The add-on of “in your email” told Dale that she had been right in her earlier assumption that Stephanie already knew all about it. If that was in fact the case, she couldn’t help but feel a bit hurt that she hadn’t reached out sooner. Sure, she was just her realtor, it’s not like they were friends or anything, but wouldn’t that have been the kind thing to do? Dale would have done it, had the shoe been on the other foot. There was just no figuring people out, best not to think about it. Doing the whole “well I would have, they should have” thing is a good way to upset yourself, and Dale had enough to be upset about without obsessing over the inner thoughts and feelings of the woman who sold her the house she was about to try and unload.

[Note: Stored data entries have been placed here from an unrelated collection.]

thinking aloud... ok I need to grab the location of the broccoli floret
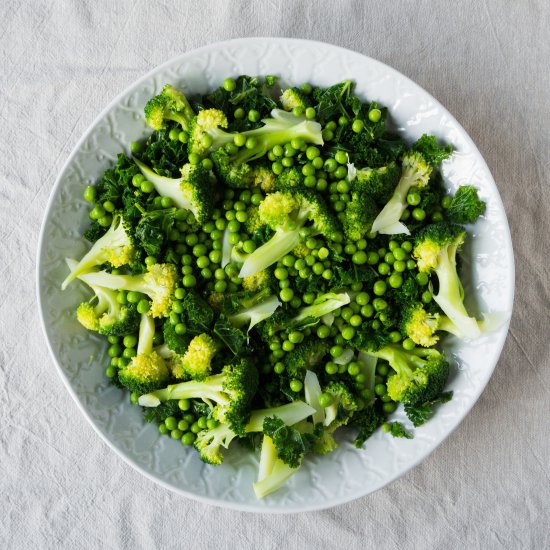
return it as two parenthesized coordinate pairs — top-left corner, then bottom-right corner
(171, 333), (219, 380)
(187, 108), (231, 157)
(365, 344), (449, 405)
(275, 167), (304, 190)
(212, 109), (323, 187)
(144, 84), (195, 131)
(118, 314), (170, 394)
(133, 159), (214, 224)
(414, 222), (480, 338)
(227, 288), (281, 333)
(447, 185), (486, 224)
(162, 320), (191, 354)
(280, 87), (311, 111)
(371, 136), (451, 235)
(284, 338), (330, 379)
(343, 192), (379, 241)
(244, 205), (263, 235)
(139, 358), (259, 435)
(62, 215), (135, 289)
(239, 189), (340, 277)
(400, 302), (464, 347)
(251, 164), (277, 192)
(68, 259), (140, 335)
(194, 400), (317, 467)
(352, 162), (400, 204)
(351, 405), (384, 448)
(194, 422), (237, 465)
(262, 416), (309, 469)
(322, 381), (362, 428)
(77, 263), (178, 318)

“Thanks,” Dale said. Nothing much else to say than that.
“I got your email about selling the house and wanted to talk to you more about it,” Stephanie said. “There are a lot of details to go over, so I was thinking it might be better to meet in person to discuss. Is there a day and time early next week that would be good for you to meet at the house? I can take some new pictures and …”
“I’m not at the house,” Dale cut her off. “I’m staying at a hotel for a little while.”
“Oh. Yes. Of course. I understand. In that case, how about we meet at my office? Maybe Thursday after you get off work?”
“I was fired.” Dale was taking enjoyment in being cryptic and rude. She liked to do that sometimes. It was, in most cases, her best defense against people who’d hurt her feelings, and were likely to do it again.